A Fancy Frame
Elsie Campbell’s Ornamental Leather Work
Born and raised at Kangaroo Valley near Nowra, Elsie Campbell (1883-1962) was twenty-seven when she set her mind and hands to making this picture frame in 1910. She crafted it using a technique known as ornamental leather work, also considered a type of ‘fancy work’.
Unlike her three older sisters who preferred to embroider floral designs onto linen, Elsie used the processes of cutting, wetting, moulding, drying, arranging, fixing and then lacquering small pieces leather to form the flowers that border this wooden frame.
Ornamental leatherwork was popular among (European) middle class women throughout the Victorian era. The rise of what was called the ‘arts and craft movement’ in the late-nineteenth and early-twentieth century in Australia saw leatherwork gain a strong following by women. In these decades, leatherwork crafts pursued by women included bag making, book binding and repousse (engraved and raised leather) work.
It is unclear how Elsie came to practice leather work. If it had a following on the south coast, where Elsie lived all her life, this was not evident in the local press. The news that needlework, watercolour painting, flower arranging and music were popular pursuits of girls and women was often reported. And the winners of the exhibits held at the local agricultural shows, where girls and women displayed their arts and craft work, featured annually.

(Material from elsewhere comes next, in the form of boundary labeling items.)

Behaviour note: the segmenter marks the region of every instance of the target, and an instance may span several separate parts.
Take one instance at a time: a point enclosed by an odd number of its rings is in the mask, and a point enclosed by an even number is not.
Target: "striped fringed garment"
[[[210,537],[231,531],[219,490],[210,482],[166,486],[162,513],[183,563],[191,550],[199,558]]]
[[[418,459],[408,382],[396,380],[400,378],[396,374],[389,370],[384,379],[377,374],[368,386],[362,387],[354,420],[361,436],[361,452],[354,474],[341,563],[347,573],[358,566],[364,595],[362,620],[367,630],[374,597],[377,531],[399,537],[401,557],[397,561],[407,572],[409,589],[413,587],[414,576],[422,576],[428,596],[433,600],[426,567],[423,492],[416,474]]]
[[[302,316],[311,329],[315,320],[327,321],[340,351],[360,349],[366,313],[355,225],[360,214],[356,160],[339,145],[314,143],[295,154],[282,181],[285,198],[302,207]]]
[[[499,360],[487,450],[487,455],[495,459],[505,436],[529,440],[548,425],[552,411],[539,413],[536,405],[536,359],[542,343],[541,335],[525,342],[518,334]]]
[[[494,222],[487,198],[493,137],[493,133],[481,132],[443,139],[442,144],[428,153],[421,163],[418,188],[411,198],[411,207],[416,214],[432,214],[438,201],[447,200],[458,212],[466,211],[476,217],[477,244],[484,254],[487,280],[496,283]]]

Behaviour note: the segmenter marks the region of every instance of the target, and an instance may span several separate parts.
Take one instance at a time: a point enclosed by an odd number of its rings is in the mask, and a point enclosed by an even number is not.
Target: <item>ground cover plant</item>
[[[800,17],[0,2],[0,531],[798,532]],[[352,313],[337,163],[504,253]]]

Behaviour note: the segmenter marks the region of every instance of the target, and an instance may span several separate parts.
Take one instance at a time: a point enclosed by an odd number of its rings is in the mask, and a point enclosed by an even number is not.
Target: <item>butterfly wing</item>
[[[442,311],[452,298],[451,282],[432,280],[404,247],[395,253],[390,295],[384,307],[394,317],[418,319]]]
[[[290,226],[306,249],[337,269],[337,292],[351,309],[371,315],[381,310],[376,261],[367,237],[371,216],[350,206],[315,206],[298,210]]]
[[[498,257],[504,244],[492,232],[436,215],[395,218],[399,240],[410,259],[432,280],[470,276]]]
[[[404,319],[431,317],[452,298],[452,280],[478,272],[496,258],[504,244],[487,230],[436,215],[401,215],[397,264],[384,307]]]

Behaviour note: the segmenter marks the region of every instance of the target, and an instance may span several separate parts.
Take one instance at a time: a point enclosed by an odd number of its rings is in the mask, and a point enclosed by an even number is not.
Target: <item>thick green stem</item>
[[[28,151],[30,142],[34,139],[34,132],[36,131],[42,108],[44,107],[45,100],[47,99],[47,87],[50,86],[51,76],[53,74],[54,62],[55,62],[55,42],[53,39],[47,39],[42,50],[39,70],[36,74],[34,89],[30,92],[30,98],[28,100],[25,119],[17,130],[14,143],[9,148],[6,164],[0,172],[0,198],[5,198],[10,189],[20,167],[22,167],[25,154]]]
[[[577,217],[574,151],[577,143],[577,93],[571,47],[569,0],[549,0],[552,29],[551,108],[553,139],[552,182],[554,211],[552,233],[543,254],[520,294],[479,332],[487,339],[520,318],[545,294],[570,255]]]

Elsie’s sisters Edith, Eleanor and Ethel were enthusiastic exhibitors in the needle work sections at the Kangaroo Valley Show, and other south coast shows. They probably felt great delight to see their names in the paper, but Elsie’s name was never listed alongside theirs.
But did Elsie see the ‘piece leather work’ by Mrs Carr, which won a prize at the Kangaroo Valley Show in 1899? Or was she inspired to take up leatherwork after reading about the first major exhibit of women’s work held in Melbourne in 1907? And did she follow the reports and features about the growing popularity of leatherwork among her city-based sisters in the Sydney papers?
Maybe all these influences inspired Elsie’s interest in leather craft. She certainly had access to a ready supply of leather, as her brothers George and Thomas Campbell ran a butchery at Kangaroo Valley. And perhaps her father, who throughout his life was actively involved in administering local agricultural shows and displays, had also inspired her after he saw and admired women’s leathercraft exhibited elsewhere.